DDGrid: A Grid Computing Environment with Massive Concurrency and Fault-Tolerance Support
Yongjian Wang,Zhongzhi Luan,Depei Qian,Yuanqiang Huang,Ting Chen,Biao Han,Yinan Ren,Kunqian Yu,Hualiang Jiang
DOI: https://doi.org/10.1109/GCC.2008.27
2008-01-01
Abstract:Grid Computing is an effective computing paradigm widely used in solving complex problems. There are a variety of existing grid middleware systems which support operation of grid infrastructures, including CNGrid GOS, EGEE gLite, Globus Toolkit, and OSG Condor etc. These grid infrastructures focus on encapsulating underlying computing and storage resources and providing necessary basic services such as batch job service, information service, scheduling service, and cross-domain security, etc. Some other features such as fault-tolerance, massive concurrency support are vital to the success of real applications, especially complex and long running applications. These features have not been the focus point of the current grid systems.
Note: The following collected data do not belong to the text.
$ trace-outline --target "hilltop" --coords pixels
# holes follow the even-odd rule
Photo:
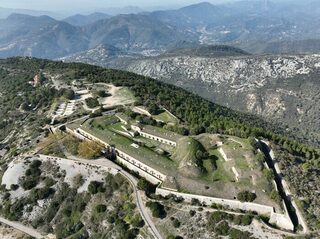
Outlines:
[[[122,225],[122,229],[111,230],[112,235],[124,233],[123,228],[130,235],[148,234],[140,223],[142,219],[135,216],[140,208],[132,205],[135,197],[145,200],[156,225],[175,210],[180,212],[176,202],[187,212],[201,206],[212,213],[209,206],[225,210],[232,205],[244,210],[241,216],[249,218],[253,215],[247,212],[247,205],[259,204],[262,210],[254,210],[259,215],[267,212],[270,218],[264,218],[266,222],[282,215],[290,225],[280,226],[299,230],[296,213],[288,207],[291,221],[282,209],[282,199],[288,205],[294,199],[308,226],[316,230],[309,218],[319,217],[315,210],[318,197],[314,193],[306,195],[303,182],[318,180],[314,172],[319,151],[289,138],[281,125],[126,71],[31,58],[1,60],[0,69],[1,200],[5,205],[0,213],[6,218],[18,220],[24,216],[27,225],[44,233],[53,232],[59,238],[74,234],[86,237],[89,233],[103,234],[103,218],[112,212]],[[276,190],[283,192],[282,183],[275,177],[276,169],[267,164],[273,154],[257,142],[270,142],[279,155],[277,163],[292,189],[290,199],[281,198]],[[186,165],[191,167],[185,170]],[[85,173],[74,179],[80,167]],[[115,169],[111,170],[114,175],[104,174],[103,169],[110,171],[110,167]],[[120,171],[122,176],[140,178],[134,180],[148,197],[141,199],[140,193],[133,193],[130,188],[134,190],[135,183],[129,184],[133,179],[119,177]],[[273,179],[277,182],[272,183]],[[310,192],[318,190],[315,183],[308,187]],[[183,195],[185,202],[179,197],[170,199],[161,190]],[[190,194],[200,200],[191,200]],[[203,201],[203,197],[210,199]],[[227,205],[220,205],[221,200],[227,200]],[[83,207],[86,210],[81,214]],[[34,217],[28,216],[33,213]],[[112,215],[104,225],[113,226]],[[202,219],[212,228],[210,235],[220,235],[218,229],[213,230],[218,221]],[[179,223],[176,220],[174,225]],[[226,220],[230,223],[228,233],[242,223],[234,216]],[[259,217],[257,220],[261,222]],[[193,225],[191,221],[182,225]],[[180,233],[188,235],[187,231]]]

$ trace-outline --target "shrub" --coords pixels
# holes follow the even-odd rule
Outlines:
[[[240,231],[235,228],[231,228],[229,231],[230,239],[250,239],[252,238],[252,234],[246,231]]]
[[[218,222],[220,222],[224,219],[231,219],[232,217],[233,217],[233,215],[230,215],[228,213],[225,213],[222,211],[216,211],[216,212],[211,213],[211,215],[209,216],[208,223],[209,223],[209,225],[214,226]]]
[[[99,106],[99,101],[96,98],[87,98],[85,99],[86,104],[89,108],[96,108]]]
[[[253,202],[257,198],[257,195],[249,191],[242,191],[238,193],[237,198],[241,202]]]
[[[10,198],[11,194],[9,192],[5,192],[2,199],[5,201],[5,200],[8,200]]]
[[[104,192],[105,189],[102,182],[92,181],[88,185],[88,191],[91,194],[97,194],[99,192]]]
[[[68,100],[72,100],[75,97],[75,93],[71,89],[63,89],[62,90],[62,95]]]
[[[146,206],[150,208],[153,217],[165,218],[167,216],[164,206],[159,202],[148,201]]]
[[[19,185],[18,184],[11,184],[10,188],[12,191],[15,191],[19,188]]]
[[[138,189],[145,191],[146,195],[150,195],[155,192],[156,186],[145,178],[140,178],[138,181]]]
[[[276,189],[272,189],[272,191],[270,192],[270,197],[278,204],[281,203],[281,196],[279,195]]]
[[[38,182],[39,182],[38,178],[26,177],[21,180],[20,184],[24,190],[30,190],[30,189],[33,189],[35,186],[37,186]]]
[[[190,211],[189,211],[189,215],[190,215],[191,217],[193,217],[194,215],[196,215],[196,211],[195,211],[195,210],[190,210]]]
[[[200,203],[200,201],[199,201],[198,199],[196,199],[196,198],[192,198],[192,199],[191,199],[191,205],[197,205],[197,206],[200,206],[200,205],[201,205],[201,203]]]
[[[56,184],[56,181],[51,177],[46,177],[44,180],[44,184],[46,185],[46,187],[51,187]]]
[[[106,210],[107,210],[107,206],[104,204],[99,204],[96,206],[97,213],[102,213],[102,212],[105,212]]]
[[[179,228],[180,225],[181,225],[181,223],[180,223],[180,221],[179,221],[177,218],[174,218],[173,221],[172,221],[172,225],[173,225],[173,227],[175,227],[175,228]]]
[[[74,187],[79,188],[84,183],[84,178],[82,174],[79,173],[73,177],[72,181],[73,181]]]
[[[94,159],[101,156],[103,146],[95,141],[85,140],[79,144],[78,154],[86,159]]]
[[[139,214],[136,214],[135,216],[133,216],[132,220],[131,220],[131,225],[133,227],[143,227],[144,226],[144,221],[141,218],[141,216]]]
[[[214,209],[218,209],[218,210],[222,210],[223,209],[222,205],[216,204],[216,203],[212,203],[210,207],[214,208]]]
[[[40,160],[33,160],[31,163],[30,163],[30,166],[29,168],[39,168],[41,166],[42,162]]]
[[[226,221],[220,222],[218,225],[215,226],[214,232],[221,236],[229,235],[230,226],[229,223]]]
[[[24,190],[30,190],[38,185],[41,175],[41,169],[39,168],[41,164],[40,160],[32,161],[25,172],[25,176],[19,179],[19,183]]]
[[[248,225],[251,224],[251,222],[252,222],[252,216],[250,216],[250,215],[243,215],[243,216],[241,217],[241,225],[243,225],[243,226],[248,226]]]
[[[124,235],[122,236],[123,239],[132,239],[132,238],[136,238],[137,235],[139,234],[139,230],[137,229],[130,229],[127,230]]]
[[[105,90],[98,90],[97,96],[99,97],[109,97],[112,96],[110,93],[107,93]]]
[[[49,188],[49,187],[35,188],[31,190],[29,197],[31,201],[36,202],[41,199],[46,199],[54,193],[55,193],[55,190],[53,188]]]

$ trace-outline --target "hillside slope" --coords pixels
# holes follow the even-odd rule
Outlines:
[[[134,60],[123,63],[122,68],[183,87],[232,109],[285,123],[298,135],[317,143],[319,61],[319,55],[180,55]]]
[[[181,138],[174,153],[174,158],[179,161],[179,172],[185,176],[201,175],[204,171],[201,157],[205,151],[199,141],[191,137]]]

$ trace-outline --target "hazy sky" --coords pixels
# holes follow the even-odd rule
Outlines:
[[[209,0],[212,3],[233,0]],[[49,11],[90,11],[99,8],[139,6],[141,8],[182,6],[201,0],[0,0],[0,7]]]

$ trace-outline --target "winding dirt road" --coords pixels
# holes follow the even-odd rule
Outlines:
[[[28,234],[34,238],[37,239],[41,239],[41,238],[46,238],[45,236],[41,235],[38,231],[36,231],[35,229],[31,228],[31,227],[27,227],[23,224],[21,224],[20,222],[13,222],[13,221],[9,221],[3,217],[0,217],[0,222],[3,224],[6,224],[10,227],[13,227],[21,232],[24,232],[25,234]]]
[[[47,157],[46,155],[39,155],[40,158],[42,157]],[[54,158],[52,156],[48,156],[49,158]],[[160,235],[159,231],[157,230],[156,226],[154,225],[149,212],[143,202],[143,191],[138,190],[138,181],[135,177],[133,177],[130,173],[124,171],[119,165],[111,162],[108,159],[105,158],[100,158],[97,160],[85,160],[85,159],[81,159],[78,157],[72,157],[75,161],[77,162],[81,162],[87,165],[93,165],[93,166],[101,166],[101,167],[107,167],[107,168],[112,168],[112,169],[116,169],[121,175],[123,175],[132,185],[133,190],[134,190],[134,194],[136,197],[136,202],[137,202],[137,207],[141,213],[142,218],[144,219],[146,225],[148,226],[148,230],[150,231],[150,233],[152,234],[152,236],[156,239],[162,239],[162,236]],[[69,159],[66,159],[69,160]]]

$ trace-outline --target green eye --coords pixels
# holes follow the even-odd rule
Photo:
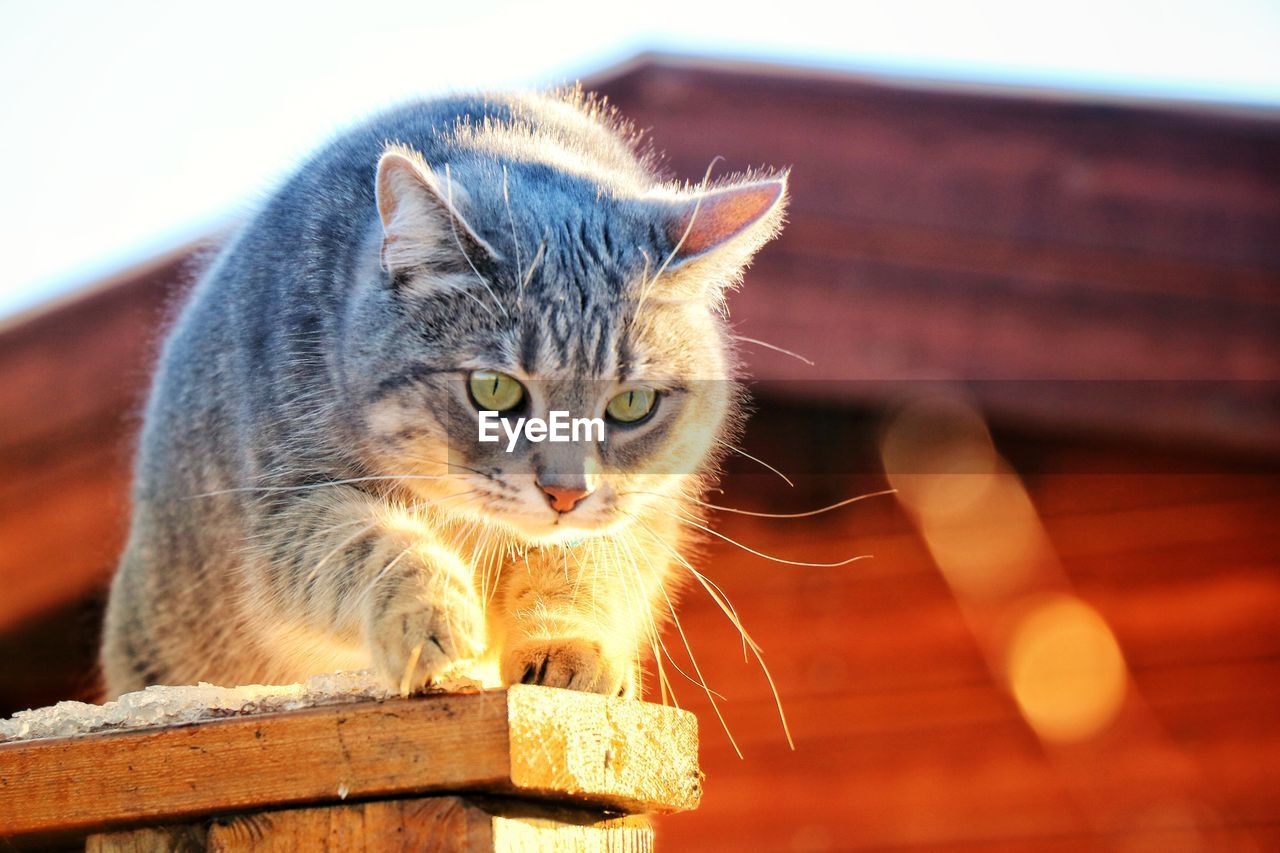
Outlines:
[[[633,424],[648,417],[657,401],[652,388],[632,388],[610,400],[605,412],[618,423]]]
[[[481,411],[505,412],[524,399],[524,386],[496,370],[473,370],[467,384],[471,399]]]

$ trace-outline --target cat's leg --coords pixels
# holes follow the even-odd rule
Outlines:
[[[164,680],[156,672],[150,643],[144,640],[147,598],[140,591],[142,580],[143,568],[137,558],[126,551],[111,582],[111,598],[103,622],[99,667],[104,701]]]
[[[103,621],[105,698],[153,684],[217,681],[227,672],[252,683],[259,674],[230,603],[234,566],[223,528],[201,528],[211,514],[188,517],[190,501],[138,501],[129,539],[111,583]]]
[[[512,565],[503,588],[505,684],[638,696],[656,637],[666,555],[635,541],[549,546]]]
[[[421,515],[335,486],[257,526],[263,605],[362,646],[388,685],[419,689],[484,651],[473,572]]]

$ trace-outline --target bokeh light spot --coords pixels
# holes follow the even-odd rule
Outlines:
[[[1045,740],[1075,742],[1104,729],[1124,703],[1120,645],[1092,607],[1071,596],[1038,604],[1009,644],[1009,688]]]

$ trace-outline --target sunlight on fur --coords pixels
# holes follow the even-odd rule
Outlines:
[[[313,155],[166,342],[107,612],[108,695],[367,666],[405,695],[465,671],[638,698],[652,662],[658,698],[687,680],[723,723],[675,606],[692,586],[776,699],[687,555],[718,540],[787,567],[863,557],[768,554],[710,523],[727,454],[791,483],[739,446],[736,343],[806,360],[734,335],[726,311],[782,227],[787,173],[713,179],[717,164],[665,179],[577,89],[408,104]],[[604,432],[481,441],[476,395],[497,389],[493,414]]]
DDGrid, a key project supported by CNGrid (China National Grid), is aiming at establishing a grid computing environment that can utilize computing resources scattered over the Internet to carry out virtual-screening operations which requires computing power that a single institute or company can't afford. In our design and implementation of DDGrid, we propose a master/worker mode which effectively utilizes computing resources that the underlying grid infrastructure provides and tries to provide additional features of fault-tolerance and massive concurrency support that are essential to the real applications.